Pingora uses async Rust (tokio) for its I/O model. Each worker thread handles thousands of concurrent connections through non-blocking I/O, without the per-connection thread overhead of nginx's workers. The result is consistent throughput under load, not throughput that degrades as connection count climbs.
For zero-downtime deployments (spinning up new containers, running health checks every 5 seconds with auto-rollback on failures, swapping routes under live traffic), this matters. The proxy doesn't buckle when deployment events create a burst of internal routing work.
| Aspect | Rust (Temps) | PHP (e.g., Coolify) | TypeScript/Node.js (e.g., Dokploy) |
|---|---|---|---|
| Single static binary | Yes | No (needs PHP runtime) | No (needs Node runtime) |
| GC pauses under load | None | N/A (PHP-FPM model) | 10ms+ (V8 GC) |
| Idle RAM (full platform) | ~50MB | ~200–400MB | ~300–600MB |
| Cross-compile from Mac | Yes | No | No |
| Proxy framework (production-grade) | Pingora (Cloudflare) | Caddy/nginx | Traefik |
| Learning curve | High | Low–Moderate | Low |
| Compile times | Slow | N/A | Fast |
| Feature | Temps (Rust) | Coolify (PHP/Go) | Dokploy (Node.js) |
|---|---|---|---|
| Self-host | Free | Free | Free |
| Managed cloud | ~$6/mo (no per-seat) | See pricing page | See pricing page |
| License | Apache 2.0 | Apache 2.0 | MIT |
| Proxy engine | Pingora (Cloudflare-built) | Traefik/nginx | Traefik |
| Built-in analytics | Yes | No | No |
| Built-in error tracking | Yes | No | No |
| Session replay | Yes | No | No |
| Single binary | Yes | No (Docker Compose) | No (Node stack) |
| Idle RAM | ~50MB | 100MB+ | 200MB+ |
The Rust choice enables Temps to bundle six observability tools into one binary without the memory footprint becoming prohibitive — something that would not be practical with a Node.js or Python runtime.
Temps builds ship for multiple targets from the same source tree. The install script picks the right binary automatically:
# macOS Apple Silicon, macOS Intel, Linux x86_64 — same install command
curl -fsSL https://temps.sh/install.sh | bash
With Rust, cross-compilation is a compile flag. The CI pipeline produces target binaries for x86_64-linux-gnu, x86_64-darwin, and aarch64-darwin from the same source. No containers, no QEMU, no emulation layer needed on the target machine.
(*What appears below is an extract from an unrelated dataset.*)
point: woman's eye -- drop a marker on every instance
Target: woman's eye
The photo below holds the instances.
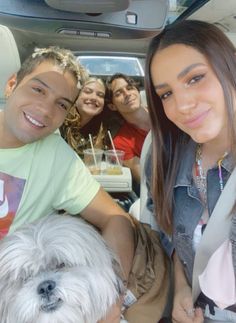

None of this means Rust is the right tool for every problem. The landing page is Next.js. Infrastructure scripts are bash. Rust earns its complexity budget specifically where you need compile-time guarantees, low overhead, and predictable runtime behavior.
The key question when evaluating Rust for a project is whether the proxy and concurrency requirements justify the learning curve and compile times. For a deployment platform's core, the answer was yes. For most other projects, it wouldn't be.
Temps is Apache 2.0 and free to self-host. The source is at github.com/gotempsh/temps.